Por outro lado, as doações aumentaram muito. Vejo depósitos de 20, 30, 50 reais. São pessoas sem posse que se sensibilizam com a situação atual. Empresas, grandes e pequenas, ligam e dizem que vão entregar as doações na portaria. Tem quem faça a compra no mercado e dê nosso endereço como local de recebimento. Recentemente um arquiteto cujo pai se casou com a mãe aqui na Igreja Nossa Senhora da Paz fez uma grande doação de alimentos.
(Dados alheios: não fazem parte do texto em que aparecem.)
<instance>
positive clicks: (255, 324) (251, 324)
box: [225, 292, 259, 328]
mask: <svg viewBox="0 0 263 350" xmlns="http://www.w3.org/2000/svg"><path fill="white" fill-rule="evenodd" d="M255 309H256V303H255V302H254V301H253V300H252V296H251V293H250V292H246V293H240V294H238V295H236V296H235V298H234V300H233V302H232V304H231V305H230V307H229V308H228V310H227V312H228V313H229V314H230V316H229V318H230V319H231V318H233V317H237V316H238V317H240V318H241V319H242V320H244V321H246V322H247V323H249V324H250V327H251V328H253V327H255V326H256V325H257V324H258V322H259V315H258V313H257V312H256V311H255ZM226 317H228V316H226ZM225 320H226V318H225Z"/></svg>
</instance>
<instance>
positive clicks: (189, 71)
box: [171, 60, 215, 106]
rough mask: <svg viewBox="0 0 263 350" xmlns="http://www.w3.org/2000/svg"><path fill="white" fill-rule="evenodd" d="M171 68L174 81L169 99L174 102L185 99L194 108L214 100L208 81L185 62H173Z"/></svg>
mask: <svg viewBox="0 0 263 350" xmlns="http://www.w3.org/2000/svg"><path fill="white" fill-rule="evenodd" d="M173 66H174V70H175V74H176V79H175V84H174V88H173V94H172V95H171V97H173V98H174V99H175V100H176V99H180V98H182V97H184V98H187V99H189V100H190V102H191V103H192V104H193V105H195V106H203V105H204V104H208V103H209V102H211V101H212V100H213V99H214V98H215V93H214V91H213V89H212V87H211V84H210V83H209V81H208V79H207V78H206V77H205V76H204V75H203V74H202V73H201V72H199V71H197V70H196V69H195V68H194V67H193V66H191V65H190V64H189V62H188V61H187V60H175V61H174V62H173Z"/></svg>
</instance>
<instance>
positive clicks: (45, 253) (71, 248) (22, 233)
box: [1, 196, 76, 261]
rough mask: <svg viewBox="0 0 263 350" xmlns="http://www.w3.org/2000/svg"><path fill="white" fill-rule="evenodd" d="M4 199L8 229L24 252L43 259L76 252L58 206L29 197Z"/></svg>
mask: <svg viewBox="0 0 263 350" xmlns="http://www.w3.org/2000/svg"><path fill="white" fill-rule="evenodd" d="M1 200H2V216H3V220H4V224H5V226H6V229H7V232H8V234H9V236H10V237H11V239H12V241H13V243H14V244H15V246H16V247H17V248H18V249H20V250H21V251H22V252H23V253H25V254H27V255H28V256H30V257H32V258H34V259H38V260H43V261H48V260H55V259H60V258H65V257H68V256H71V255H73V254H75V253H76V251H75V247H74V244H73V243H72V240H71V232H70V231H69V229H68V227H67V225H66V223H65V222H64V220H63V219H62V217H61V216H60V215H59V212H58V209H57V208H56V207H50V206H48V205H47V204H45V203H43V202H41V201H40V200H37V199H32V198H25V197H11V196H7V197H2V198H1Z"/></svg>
A Missão Paz é ligada à Congregação dos Missionários Scalabrinianos e está presente em mais de trinta países. Aqui no Glicério estamos desde os anos 30 do século passado. No início, o projeto era voltado apenas para os italianos, mas ao longo das décadas seus serviços foram se modificando. Do ponto de vista religioso, a principal mudança nas últimas semanas foi na realização das missas. Estamos transmitindo-as pelo Facebook, e não há público presente. Uma delas é celebrada em italiano. Colegas nossos da Itália mandaram nomes de pessoas que morreram em Roma, Gênova, entre outras cidades. Sou italiano e cheguei ao Brasil em 1992. Fui e voltei mais duas vezes e estou aqui de forma definitiva desde 2010. Nas redes sociais, tem muita gente que critica nosso trabalho com estrangeiros. Dizem que deveríamos ajudar brasileiros. Mas ajudamos a todos. Eu não atuo sozinho. São 100 voluntários, 36 funcionários, quinze estagiários e dois colegas padres. Não sou um super-herói, tem uma grande equipe trabalhando em conjunto.”
Publicado em VEJA SÃO PAULO de 6 de maio de 2020, edição nº 2685.